The Pilgrim Trust is a national grant-making trust in the United Kingdom. It is based in London and is a registered charity under English law.

It was founded in 1930 with a two million pound grant by Edward Harkness, an American philanthropist. The trust's inaugural board were Stanley Baldwin, Sir James Irvine, Sir Josiah Stamp, John Buchan and Hugh Macmillan; its first secretary was former civil servant, Thomas Jones.

The preamble to the Trust Deed was written by John Buchan, and reads thus:

In 1940 the Trust funded a scheme "Recording the changing face of Britain" established by the Committee for the Employment of Artists in Wartime, part of the Ministry of Labour and National Service.
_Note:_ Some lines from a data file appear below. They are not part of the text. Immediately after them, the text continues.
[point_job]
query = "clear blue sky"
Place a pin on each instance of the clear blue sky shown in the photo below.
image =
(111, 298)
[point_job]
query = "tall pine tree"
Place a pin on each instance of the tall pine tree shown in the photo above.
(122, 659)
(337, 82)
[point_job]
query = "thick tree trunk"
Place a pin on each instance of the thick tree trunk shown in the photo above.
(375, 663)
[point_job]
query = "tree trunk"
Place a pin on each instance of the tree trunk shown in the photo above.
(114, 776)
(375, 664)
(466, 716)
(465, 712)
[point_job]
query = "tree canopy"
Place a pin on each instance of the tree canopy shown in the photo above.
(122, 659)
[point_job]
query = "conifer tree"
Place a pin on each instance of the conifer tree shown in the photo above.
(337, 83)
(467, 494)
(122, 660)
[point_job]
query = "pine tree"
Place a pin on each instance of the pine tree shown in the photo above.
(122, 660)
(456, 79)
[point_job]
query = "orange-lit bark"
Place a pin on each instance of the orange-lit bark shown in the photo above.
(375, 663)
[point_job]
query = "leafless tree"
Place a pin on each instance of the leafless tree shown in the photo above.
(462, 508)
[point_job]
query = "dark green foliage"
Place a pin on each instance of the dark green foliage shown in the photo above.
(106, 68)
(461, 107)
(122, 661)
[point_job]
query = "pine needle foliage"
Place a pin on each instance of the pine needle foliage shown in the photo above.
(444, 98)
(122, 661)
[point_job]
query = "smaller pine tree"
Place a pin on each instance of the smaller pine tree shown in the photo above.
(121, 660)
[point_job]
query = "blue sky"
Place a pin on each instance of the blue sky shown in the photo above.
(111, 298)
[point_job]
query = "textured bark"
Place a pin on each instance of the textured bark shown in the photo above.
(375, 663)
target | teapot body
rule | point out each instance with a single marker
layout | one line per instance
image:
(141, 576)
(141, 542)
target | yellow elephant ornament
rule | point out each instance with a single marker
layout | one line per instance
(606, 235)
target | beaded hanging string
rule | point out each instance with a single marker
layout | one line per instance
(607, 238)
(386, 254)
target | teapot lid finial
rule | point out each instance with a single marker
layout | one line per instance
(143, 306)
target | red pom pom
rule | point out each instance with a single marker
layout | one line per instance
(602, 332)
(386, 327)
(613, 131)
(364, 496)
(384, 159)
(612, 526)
Led by Sir Kenneth Clark, director of the National Gallery, it employed artists to record the home front in Britain, running until 1943. It was motivated by a desire to record and reflect the landscape, already undergoing a period of rapid change through urbanisation and changes in agriculture and further threatened by bombing and other effects of war. Some of the sixty three artists directly commissioned included John Piper, Sir William Russell Flint, Charles Knight, Malvina Cheek, George Hooper, Clifford Ellis and Rowland Hilder. A further thirty four artists contributed to the final total of over 1500 works. The collection was donated to the Victoria and Albert Museum by the Trust in 1949. Over a hundred works comprising the "Recording Scotland" part of the same scheme are held at the Museum Collections Unit, University of St. Andrews.